297Kj Qualitative Research Methods for Customer-Centric Design, Three credit hours. Instructor: Karen Macke
This course is essential for entrepreneurs who want to create products and services that customers love. In todays market, customer-centricity is everything. You need to understand your customers needs, wants, and pain points in order to develop products and services that resonate with them. This course will teach you the qualitative research techniques that entrepreneurs use to design customer-centric solutions. You’ll learn how to conduct interviews, focus groups, usability testing and other methods to gather insights from customers. You’ll also learn how to analyze and interpret this data to develop user-centered products and services.
Course highlights for 2024:
- Students developed a deep understanding of qualitative research methodologies and their importance in creating customer-centric designs.
- Gained skills in choosing, applying, and adapting different qualitative research techniques such as interviews, usability tests, focus groups, and ethnography.
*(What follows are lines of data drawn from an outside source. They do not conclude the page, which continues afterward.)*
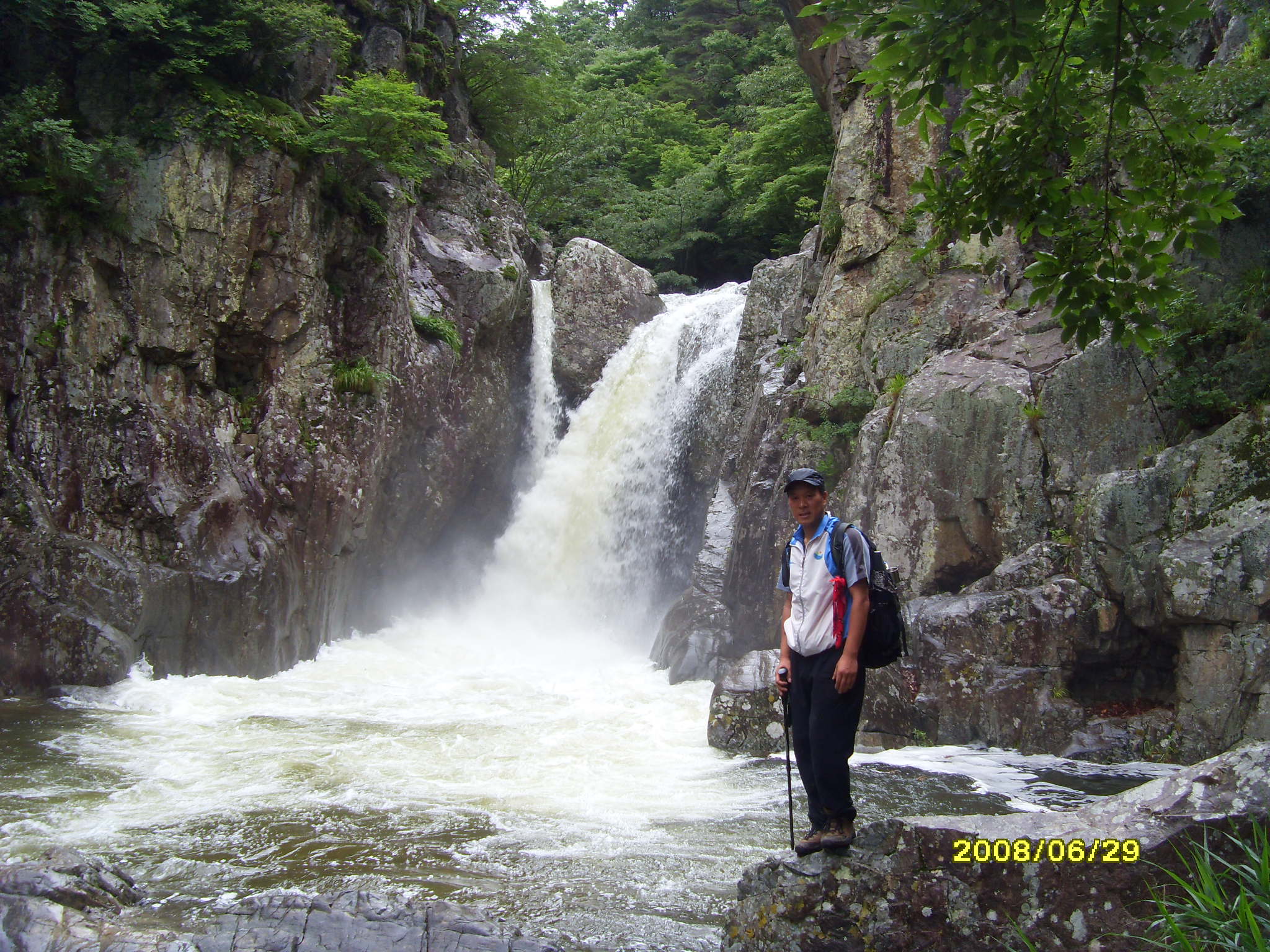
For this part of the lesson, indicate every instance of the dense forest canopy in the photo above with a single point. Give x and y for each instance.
(681, 133)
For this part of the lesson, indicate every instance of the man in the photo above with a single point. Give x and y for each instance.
(825, 681)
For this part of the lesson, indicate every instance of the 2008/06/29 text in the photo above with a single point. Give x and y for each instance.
(1054, 851)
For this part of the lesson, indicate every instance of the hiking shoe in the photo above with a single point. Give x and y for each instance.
(838, 834)
(810, 843)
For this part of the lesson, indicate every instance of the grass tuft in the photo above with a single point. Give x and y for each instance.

- Explored the practical and ethical aspects of conducting qualitative research within the context of design.
- Learned to analyze and interpret qualitative data to improve design decisions and enhance experiences for customers and stakeholders.
- Within design teams students presented workflows, showcasing stakeholder maps, personas, empathy maps, and findings from qualitative research and integrated these insights into future design iterations using the Lean Canvas method.
JP248 Better Capitalism: Startup Design in Waterville, Three credit hours. Instructor: Thom Kennon
Since the industrial revolution, capitalism has become the dominating apparatus within which humans exist across the globe. The acceleration of neoliberalism and the global financialization of capital have combined to create a generalized condition in which critics suggest – It is easier to imagine the end of the world than an end of capitalism. Given the accelerating global climate crisis, we may not have to imagine either. This course suggests the potential for an emergent form of value creation in the world of people and businesses, one perhaps understood as better capitalism. This course asks student teams to develop an in-market experiment in imagining and building a start-up business. Previously offered as JP297 for Jan Plan 2023.